Gülen’s pro-Israel stance
The MİT report also noted the difficulties in fully revealing linkages with foreign services since the nature of the bond requires secrecy. As such, such linkages can only be inferred from an analysis of past events.
The report cited a number of incidents in which FETÖ members and FETÖ-linked institutions and persons adopted stances that would “serve foreign powers and countries,” such as during the Mavi Marmara incident of 2010 in which Fethullah Gülen slammed Turkish authorities instead of criticizing Israel for killing 10 unarmed Turkish citizens.

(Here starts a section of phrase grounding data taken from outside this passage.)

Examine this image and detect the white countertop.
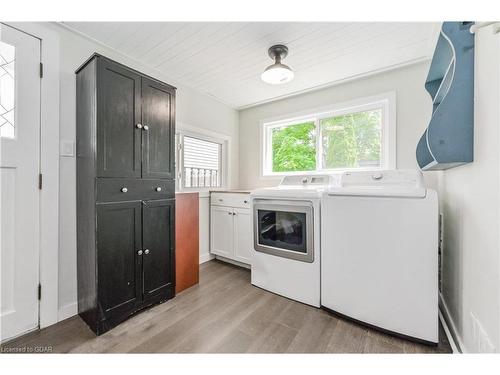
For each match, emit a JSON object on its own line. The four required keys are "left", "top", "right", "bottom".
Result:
{"left": 210, "top": 189, "right": 252, "bottom": 194}
{"left": 175, "top": 189, "right": 254, "bottom": 198}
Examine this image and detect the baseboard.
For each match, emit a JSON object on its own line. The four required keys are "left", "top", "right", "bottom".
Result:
{"left": 1, "top": 326, "right": 39, "bottom": 344}
{"left": 58, "top": 302, "right": 77, "bottom": 322}
{"left": 199, "top": 252, "right": 215, "bottom": 264}
{"left": 214, "top": 255, "right": 251, "bottom": 269}
{"left": 439, "top": 293, "right": 465, "bottom": 353}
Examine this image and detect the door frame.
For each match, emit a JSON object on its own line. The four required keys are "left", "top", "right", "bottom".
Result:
{"left": 4, "top": 22, "right": 60, "bottom": 329}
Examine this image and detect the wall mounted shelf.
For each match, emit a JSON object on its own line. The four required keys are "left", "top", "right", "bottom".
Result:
{"left": 416, "top": 22, "right": 475, "bottom": 170}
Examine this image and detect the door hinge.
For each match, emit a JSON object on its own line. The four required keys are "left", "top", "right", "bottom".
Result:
{"left": 39, "top": 62, "right": 43, "bottom": 78}
{"left": 38, "top": 284, "right": 41, "bottom": 301}
{"left": 38, "top": 173, "right": 43, "bottom": 190}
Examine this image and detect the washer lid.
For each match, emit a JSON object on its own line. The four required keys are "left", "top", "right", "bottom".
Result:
{"left": 327, "top": 169, "right": 427, "bottom": 198}
{"left": 251, "top": 173, "right": 340, "bottom": 199}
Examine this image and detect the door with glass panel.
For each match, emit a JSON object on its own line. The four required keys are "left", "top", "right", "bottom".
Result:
{"left": 0, "top": 24, "right": 41, "bottom": 341}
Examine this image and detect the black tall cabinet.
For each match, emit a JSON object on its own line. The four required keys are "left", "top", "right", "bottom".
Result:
{"left": 76, "top": 54, "right": 176, "bottom": 335}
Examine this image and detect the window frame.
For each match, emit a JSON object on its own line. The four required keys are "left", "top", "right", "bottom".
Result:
{"left": 260, "top": 92, "right": 396, "bottom": 178}
{"left": 176, "top": 124, "right": 230, "bottom": 192}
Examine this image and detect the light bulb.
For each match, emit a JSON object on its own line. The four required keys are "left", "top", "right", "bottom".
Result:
{"left": 261, "top": 63, "right": 294, "bottom": 85}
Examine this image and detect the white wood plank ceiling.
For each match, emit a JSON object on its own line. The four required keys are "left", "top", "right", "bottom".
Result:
{"left": 62, "top": 22, "right": 440, "bottom": 109}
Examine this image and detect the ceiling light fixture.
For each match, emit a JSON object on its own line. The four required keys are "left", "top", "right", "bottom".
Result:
{"left": 261, "top": 44, "right": 294, "bottom": 85}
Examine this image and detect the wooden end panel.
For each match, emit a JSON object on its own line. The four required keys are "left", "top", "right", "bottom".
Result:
{"left": 175, "top": 192, "right": 200, "bottom": 293}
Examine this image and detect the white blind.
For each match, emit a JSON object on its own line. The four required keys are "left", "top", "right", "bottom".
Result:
{"left": 183, "top": 136, "right": 221, "bottom": 170}
{"left": 182, "top": 136, "right": 221, "bottom": 188}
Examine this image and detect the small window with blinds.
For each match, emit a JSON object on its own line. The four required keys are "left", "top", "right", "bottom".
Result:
{"left": 182, "top": 135, "right": 222, "bottom": 188}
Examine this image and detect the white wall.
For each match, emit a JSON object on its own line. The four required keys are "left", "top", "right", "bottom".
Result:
{"left": 41, "top": 23, "right": 239, "bottom": 320}
{"left": 238, "top": 62, "right": 439, "bottom": 189}
{"left": 438, "top": 25, "right": 500, "bottom": 353}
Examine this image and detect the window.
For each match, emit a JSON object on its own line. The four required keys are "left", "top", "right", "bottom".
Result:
{"left": 176, "top": 131, "right": 226, "bottom": 190}
{"left": 0, "top": 41, "right": 16, "bottom": 139}
{"left": 271, "top": 121, "right": 316, "bottom": 173}
{"left": 320, "top": 109, "right": 382, "bottom": 169}
{"left": 262, "top": 94, "right": 395, "bottom": 176}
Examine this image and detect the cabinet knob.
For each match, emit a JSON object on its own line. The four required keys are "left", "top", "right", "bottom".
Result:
{"left": 143, "top": 125, "right": 149, "bottom": 131}
{"left": 218, "top": 198, "right": 223, "bottom": 202}
{"left": 156, "top": 187, "right": 162, "bottom": 192}
{"left": 144, "top": 249, "right": 150, "bottom": 255}
{"left": 121, "top": 187, "right": 128, "bottom": 193}
{"left": 228, "top": 212, "right": 232, "bottom": 215}
{"left": 137, "top": 250, "right": 143, "bottom": 255}
{"left": 244, "top": 200, "right": 249, "bottom": 204}
{"left": 136, "top": 123, "right": 143, "bottom": 129}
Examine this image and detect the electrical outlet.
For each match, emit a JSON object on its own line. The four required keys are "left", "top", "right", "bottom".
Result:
{"left": 470, "top": 312, "right": 496, "bottom": 352}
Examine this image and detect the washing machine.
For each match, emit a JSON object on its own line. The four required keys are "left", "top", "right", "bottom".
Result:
{"left": 321, "top": 169, "right": 438, "bottom": 344}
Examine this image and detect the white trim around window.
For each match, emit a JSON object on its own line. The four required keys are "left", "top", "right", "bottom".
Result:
{"left": 260, "top": 91, "right": 396, "bottom": 178}
{"left": 176, "top": 121, "right": 231, "bottom": 192}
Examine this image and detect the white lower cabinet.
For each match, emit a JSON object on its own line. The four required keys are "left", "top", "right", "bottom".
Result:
{"left": 210, "top": 193, "right": 252, "bottom": 266}
{"left": 233, "top": 208, "right": 253, "bottom": 264}
{"left": 210, "top": 205, "right": 234, "bottom": 259}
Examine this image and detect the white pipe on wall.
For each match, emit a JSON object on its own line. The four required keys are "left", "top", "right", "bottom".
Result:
{"left": 470, "top": 22, "right": 500, "bottom": 34}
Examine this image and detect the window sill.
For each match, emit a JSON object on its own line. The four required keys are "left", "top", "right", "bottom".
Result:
{"left": 261, "top": 167, "right": 387, "bottom": 179}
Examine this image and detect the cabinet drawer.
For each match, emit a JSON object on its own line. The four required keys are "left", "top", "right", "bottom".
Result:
{"left": 211, "top": 192, "right": 250, "bottom": 209}
{"left": 96, "top": 178, "right": 175, "bottom": 202}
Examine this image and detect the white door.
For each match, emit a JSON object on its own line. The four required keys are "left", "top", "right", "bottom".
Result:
{"left": 210, "top": 205, "right": 234, "bottom": 258}
{"left": 233, "top": 208, "right": 252, "bottom": 265}
{"left": 0, "top": 24, "right": 41, "bottom": 341}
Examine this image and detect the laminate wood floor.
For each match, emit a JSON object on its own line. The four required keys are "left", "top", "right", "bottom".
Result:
{"left": 1, "top": 260, "right": 452, "bottom": 354}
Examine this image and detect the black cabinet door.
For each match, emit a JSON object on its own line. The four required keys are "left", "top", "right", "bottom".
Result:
{"left": 97, "top": 58, "right": 142, "bottom": 178}
{"left": 142, "top": 199, "right": 175, "bottom": 301}
{"left": 96, "top": 201, "right": 143, "bottom": 318}
{"left": 141, "top": 78, "right": 175, "bottom": 179}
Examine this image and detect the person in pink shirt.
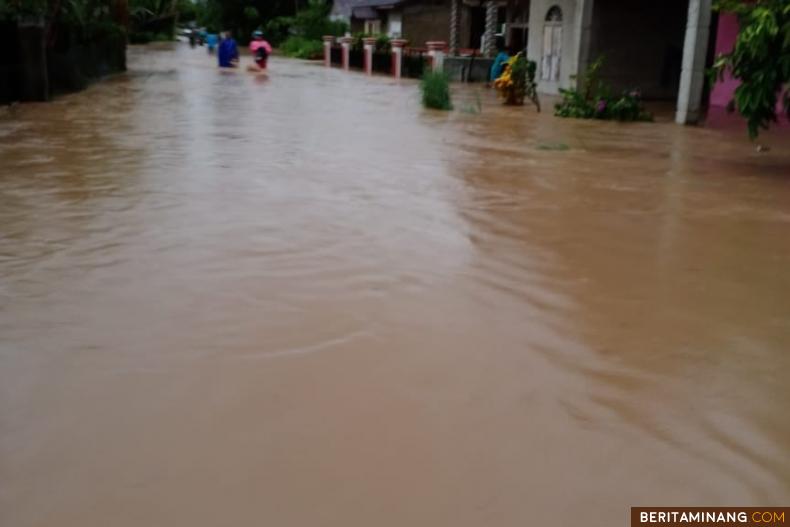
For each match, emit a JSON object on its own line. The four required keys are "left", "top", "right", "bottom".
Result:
{"left": 249, "top": 30, "right": 272, "bottom": 71}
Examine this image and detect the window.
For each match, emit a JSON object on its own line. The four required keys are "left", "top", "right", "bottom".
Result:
{"left": 364, "top": 19, "right": 382, "bottom": 34}
{"left": 541, "top": 5, "right": 563, "bottom": 81}
{"left": 545, "top": 5, "right": 563, "bottom": 22}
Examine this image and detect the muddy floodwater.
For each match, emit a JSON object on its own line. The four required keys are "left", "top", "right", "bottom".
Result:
{"left": 1, "top": 43, "right": 789, "bottom": 526}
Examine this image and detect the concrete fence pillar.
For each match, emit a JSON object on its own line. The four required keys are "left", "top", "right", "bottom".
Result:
{"left": 426, "top": 41, "right": 447, "bottom": 73}
{"left": 391, "top": 39, "right": 408, "bottom": 79}
{"left": 449, "top": 0, "right": 461, "bottom": 56}
{"left": 340, "top": 36, "right": 353, "bottom": 71}
{"left": 363, "top": 37, "right": 377, "bottom": 75}
{"left": 676, "top": 0, "right": 712, "bottom": 124}
{"left": 483, "top": 0, "right": 498, "bottom": 57}
{"left": 323, "top": 35, "right": 335, "bottom": 67}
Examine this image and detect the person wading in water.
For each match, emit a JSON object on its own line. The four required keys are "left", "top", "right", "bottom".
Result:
{"left": 218, "top": 31, "right": 239, "bottom": 68}
{"left": 248, "top": 30, "right": 272, "bottom": 72}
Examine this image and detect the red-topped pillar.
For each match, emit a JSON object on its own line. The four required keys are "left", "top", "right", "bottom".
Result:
{"left": 426, "top": 41, "right": 447, "bottom": 72}
{"left": 390, "top": 39, "right": 408, "bottom": 79}
{"left": 362, "top": 37, "right": 377, "bottom": 75}
{"left": 322, "top": 35, "right": 335, "bottom": 67}
{"left": 339, "top": 35, "right": 354, "bottom": 71}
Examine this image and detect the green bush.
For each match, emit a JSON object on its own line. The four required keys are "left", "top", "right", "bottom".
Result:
{"left": 554, "top": 56, "right": 652, "bottom": 122}
{"left": 129, "top": 31, "right": 154, "bottom": 44}
{"left": 420, "top": 71, "right": 452, "bottom": 110}
{"left": 375, "top": 34, "right": 390, "bottom": 51}
{"left": 264, "top": 16, "right": 293, "bottom": 46}
{"left": 280, "top": 36, "right": 323, "bottom": 59}
{"left": 265, "top": 0, "right": 347, "bottom": 46}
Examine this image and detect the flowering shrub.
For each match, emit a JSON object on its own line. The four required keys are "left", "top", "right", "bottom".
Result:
{"left": 554, "top": 57, "right": 652, "bottom": 122}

Other incidents in which FETÖ was active in favor or foreign intelligence services’ interests include the leaking of peace talks between MİT and some members of the outlawed Kurdistan Workers’ Party (PKK) in Oslo, the stopping of MİT trucks carrying aid to what the government claimed to be Syrian Turkmen groups, placing bugs in the working office and residence of the prime minister, killing 34 smugglers mistaken for PKK militants in 2011, calling MİT chief Hakan Fidan to provide testimony, launching a corruption case on government figures in late 2013 and, finally, staging a coup attempt in July 2016.
Fuller effect on Gülen
The MİT report also refers to open sources that explicitly note that Gülen’s appeal to obtain a residence permit from the United States was made possible after former CIA officials Graham Fuller and George Fides provided references to the self-exiled Islamic scholar.
Fuller’s expression of gratitude to Gülen in his book “The Future of Political Islam” and his display of appreciation to Gülen and his organization in his book “The New Republic of Turkey” are also cited as evidence of the link between Gülenists and U.S. intelligence.
The report also suggests that many former FETÖ members who worked in key security institutions of the state contacted multiple foreign services after their dismissal from their positions.
FETÖ increases cooperation with spy agencies
Recalling that FETÖ has been losing its capacity and ability to conduct operations inside Turkey after a massive crackdown following the July 2016 coup attempt, MİT stressed that the group was now focusing on activities abroad.
“It’s been assessed that the importance attached to this organization by Turkey’s rival countries for their anti-Turkey activities has been increased following the July 2016 coup attempt. This relationship based on mutual interest will further push FETÖ to fall under the influence of these intelligence organizations,” read the report.